Também temos as ferramentas do cristianismo ortodoxo para nos ajudar a manter a cabeça acima da água quando as circunstâncias ameaçam nos afogar. Há uma riqueza de belas orações e serviços centrados no perdão, cura, força diante dos desafios e comunhão com os outros. Meu favorito é o Serviço do Perdão no início da Quaresma, que culmina com todos os participantes se alinhando e pedindo formalmente a cada pessoa que os perdoe por qualquer ofensa que tenham cometido. O que pode começar como um ritual estranho e afetado, termina com lágrimas, cura e uma sensação de maior paz e unidade. É uma oportunidade de deixar de lado as feridas percebidas e demonstrar gentileza e aceitação para com aqueles com quem podemos ter contato regularmente, mas não estamos em paz, especialmente ex-sogros. Podemos ser acusados ​​de hipocrisia se lutarmos com civilidade na vida cotidiana, mas comparecermos à mesma liturgia dominical juntos. No entanto, não é um ponto de partida ficar em oração diante de Deus, mesmo quando ainda não podemos nos encarar?

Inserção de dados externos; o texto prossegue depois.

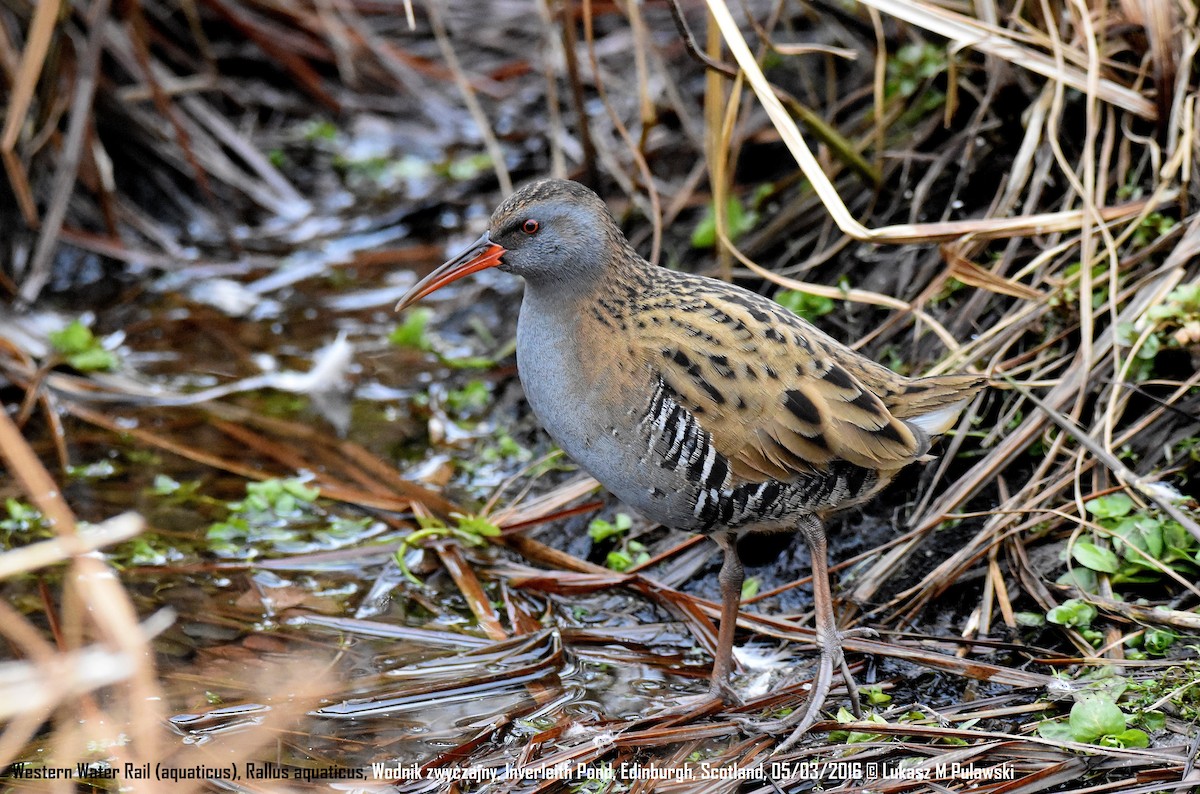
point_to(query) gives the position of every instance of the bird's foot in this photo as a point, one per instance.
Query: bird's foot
(798, 722)
(721, 690)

Enquanto lutamos, há clérigos treinados e conselheiros cristãos ortodoxos que podem oferecer orientação. Membros e atividades da comunidade podem preencher o vácuo criado por relacionamentos distantes. Os recursos cristãos ortodoxos sobre divórcio estão se expandindo, e agora há podcasts e grupos de apoio e programas presenciais e virtuais.

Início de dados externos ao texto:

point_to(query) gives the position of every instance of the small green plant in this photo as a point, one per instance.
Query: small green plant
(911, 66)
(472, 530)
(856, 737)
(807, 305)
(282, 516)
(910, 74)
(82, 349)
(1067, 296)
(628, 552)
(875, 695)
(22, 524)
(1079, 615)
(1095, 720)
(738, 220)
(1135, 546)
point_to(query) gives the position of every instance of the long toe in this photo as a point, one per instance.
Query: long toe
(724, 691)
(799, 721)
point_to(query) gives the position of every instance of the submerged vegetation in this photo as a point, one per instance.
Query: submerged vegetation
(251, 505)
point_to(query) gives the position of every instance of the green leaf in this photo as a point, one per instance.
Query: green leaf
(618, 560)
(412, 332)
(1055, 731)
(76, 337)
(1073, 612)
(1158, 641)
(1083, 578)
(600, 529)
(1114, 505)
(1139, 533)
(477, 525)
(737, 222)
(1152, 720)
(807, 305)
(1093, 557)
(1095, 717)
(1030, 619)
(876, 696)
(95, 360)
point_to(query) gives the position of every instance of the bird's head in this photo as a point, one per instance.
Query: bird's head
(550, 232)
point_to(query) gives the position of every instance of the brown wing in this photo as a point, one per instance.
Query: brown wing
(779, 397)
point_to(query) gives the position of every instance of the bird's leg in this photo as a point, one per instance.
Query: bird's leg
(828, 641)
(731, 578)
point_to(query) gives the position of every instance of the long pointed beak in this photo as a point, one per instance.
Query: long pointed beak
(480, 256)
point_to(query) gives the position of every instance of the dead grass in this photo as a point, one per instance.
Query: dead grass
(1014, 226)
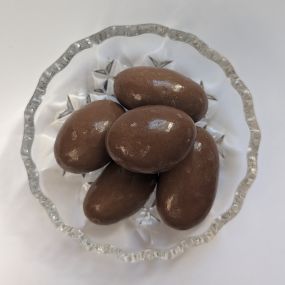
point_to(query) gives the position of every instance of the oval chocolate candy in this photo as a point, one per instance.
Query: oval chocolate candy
(80, 143)
(141, 86)
(151, 139)
(186, 193)
(117, 194)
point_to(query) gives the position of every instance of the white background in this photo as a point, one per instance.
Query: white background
(248, 250)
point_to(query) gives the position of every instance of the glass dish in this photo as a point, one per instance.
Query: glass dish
(89, 76)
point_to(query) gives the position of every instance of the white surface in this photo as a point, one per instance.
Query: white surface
(224, 116)
(248, 250)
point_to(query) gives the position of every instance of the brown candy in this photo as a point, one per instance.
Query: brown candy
(117, 194)
(186, 193)
(80, 143)
(141, 86)
(151, 139)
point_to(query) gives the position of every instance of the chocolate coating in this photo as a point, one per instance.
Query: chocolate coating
(80, 143)
(151, 139)
(141, 86)
(185, 194)
(117, 194)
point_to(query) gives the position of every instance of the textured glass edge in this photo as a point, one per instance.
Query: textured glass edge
(130, 31)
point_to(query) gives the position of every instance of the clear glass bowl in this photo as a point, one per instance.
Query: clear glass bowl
(89, 76)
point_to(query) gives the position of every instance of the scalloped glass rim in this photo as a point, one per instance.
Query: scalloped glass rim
(130, 31)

Todos nós podemos ajudar no processo de cura. Nossas igrejas são hospitais espirituais, e nossos clérigos e conselheiros ortodoxos são o equivalente a médicos e profissionais médicos. Assim como um sobrevivente de câncer pode oferecer conforto e encorajamento a alguém que luta contra o câncer, aqueles de nós que são sobreviventes do divórcio podem oferecer encorajamento aos afetados por um divórcio.

A verdadeira beleza da fé cristã ortodoxa é o poder de transformar as circunstâncias mais feias e dolorosas, como uma crucificação brutal, no ato máximo de salvação. Não é nossa perfeição humana que abre a porta para a salvação, mas sim quando reconhecemos nossas fraquezas e a grandeza de Deus e nos permitimos ser instrumentos do uso de Deus, o que podemos fazer mesmo ao lidar com o divórcio.